Today, more Americans are retiring than ever before. According to the Alliance for Lifetime Income (ALI), 2024 marks the start of the “Peak 65 Zone”: the largest surge of retirement-age Americans turning 65 in U.S. history. Over 4.1 million Americans will turn 65 each year through 2027.
However, you may want to retire even earlier, perhaps before the age of 60. According to an Instagram post by finance influencer Marc Russell, there are seven important steps you may want to take now if you want to retire before the age of 60.
Calculate Your Monthly Expenses
If you’re planning to call it quits at your 9-to-5 earlier than most, it’s crucial to carefully calculate your monthly expenses beforehand. Stopping work at an earlier age can mean you’ll need to be more careful about your spending to ensure you don’t outlive your savings.
Multiply Your Monthly Expenses by 12
As a rule of thumb, start by multiplying your monthly expenses by 12 to see how much money you’ll spend annually. This will help you estimate how much money you need for essentials and how much money will be left over for discretionary spending.
Multiply Your Annual Expenses by 25
After you’ve calculated your monthly expenses, multiply your annual expenses by 25.
Here’s an example: If you’ve determined that your annual expenses are about $80,000, multiply that by 25, and you’ll get $2 million. You’ll want to be sure you have at least that much saved up for yourself before considering an early retirement.
Open a Brokerage Account
If you haven’t already, open a brokerage account and start investing as soon as possible. Many financial institutions offer a variety of brokerage accounts, and it’s usually easy to open an account online pretty quickly.
Start Contributing Money
This should go without saying, but you’ll want to start contributing money quickly. Investments need time to grow — if you’re going to stop work earlier in life, you’ll have less time for investment growth before you’ll need to tap into your funds.
Invest Early and Often for Maximum Returns
If you start investing in your early 20s, the chances of achieving a comfortable retirement before age 60 may be much greater than someone who doesn’t start investing until their 30s or later. Additionally, if you start investing in your early 20s, you won’t need to save as much money every month to grow a substantial retirement fund thanks to the power of compounding. The more time your money has to grow, the better.

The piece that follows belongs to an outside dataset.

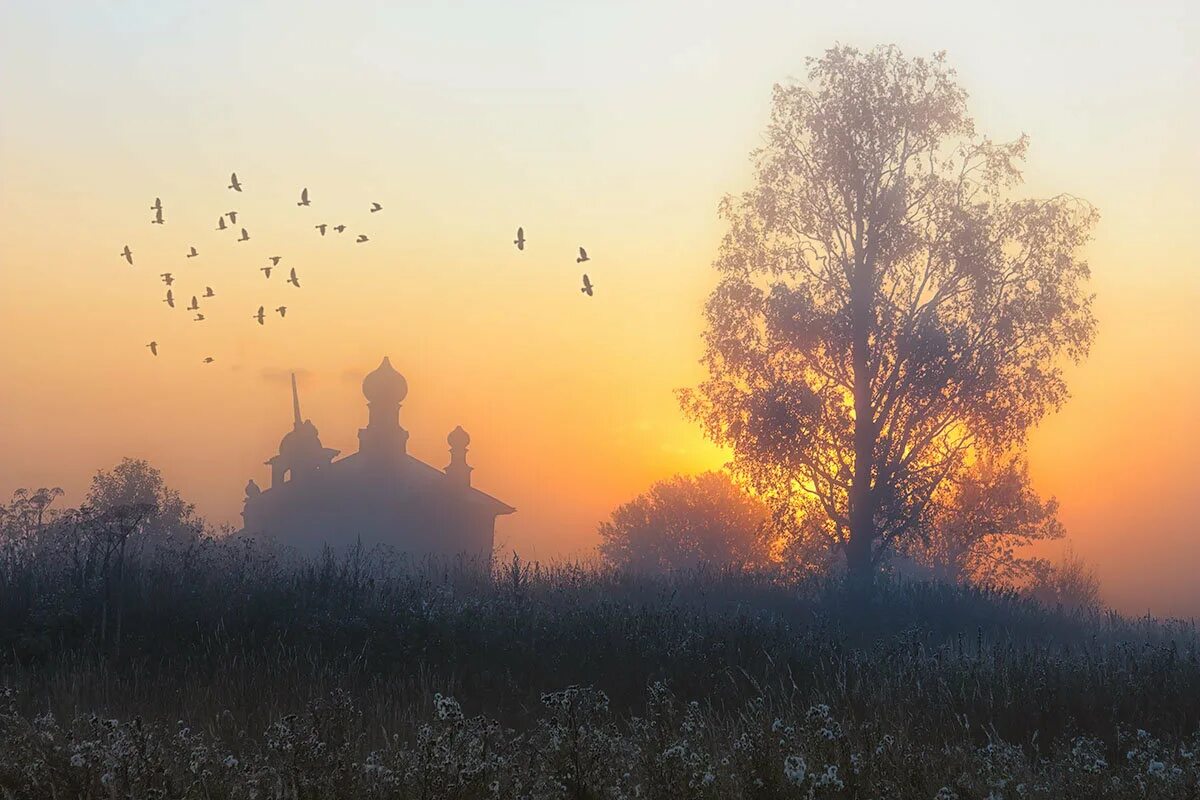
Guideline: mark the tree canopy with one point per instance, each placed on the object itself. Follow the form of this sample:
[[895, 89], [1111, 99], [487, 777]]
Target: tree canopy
[[685, 522]]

Make Sure the Cash Is Invested
Once you transfer money into your brokerage account, ensure that the cash is invested. If you simply transfer money but leave it uninvested, it likely won’t benefit from as much long-term growth and compounding.
Consider investing in low-cost mutual funds and ETFs, which have a long history of reliable returns — especially if you’re nearing retirement.
Plan To Withdrawal 4% Annually
Generally speaking, it’s best practice to withdraw no more than 4% of your funds annually. Following this advice can help ensure that you don’t outlive your funds, while the rest of your funds have more time to grow as you age.